The afternoon is busier than the morning, which helps to pass the time and keep my mind off the thought of my father doing the nasty.
Sort of. I’m not ready to go home yet, and I figure my father can handle himself for a few extra hours. All this time I’ve been rushing home from work, feeling guilty about leaving him alone all day, and he’s been anything but alone. I send him a text telling him I’ll be home late and stop at The Beer Garden.

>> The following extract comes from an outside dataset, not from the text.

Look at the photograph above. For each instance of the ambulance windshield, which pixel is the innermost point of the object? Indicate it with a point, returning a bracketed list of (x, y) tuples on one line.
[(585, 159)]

The outside area has too many happy people and couples, so I take a seat at the near empty bar and drown the image of a naked Mariah riding my father.
CHAPTER TEN
I’m exhausted after a ten-hour meeting with my lawyer and realtor. I won’t need much office space for my Maine headquarters and can do most of the work remotely from Austin. Still, a homebase for business meetings is necessary.
Now that I signed my lease, I’ll tell my family about my new endeavor. I’m pretty sure my parents—at least my father—has suspected something was going on with my frequent impromptu visits home.
Home. Home used to be Texas until Cami graduated from high school. Now, home is Maine, where my family is. The only connection I now have to Texas is Pierce Financials, and over the past twelve months, I’ve been slowly pulling away from my responsibilities, handing them over to Melinda.
A good chunk of the work I do is from my computers, and the other chunk is travel and business meetings. There’s nothing keeping me in Texas, and everything pulling me to Maine. Not things, family.
Not that I’ve been a family man. I love my parents and siblings and would move the world for them. I don’t care if I miss a holiday or birthday, but my family does, and the last thing I want to do is cause them disappointment. Moving my work close to Maine would make them happy. And so I made it happen. Simple as that.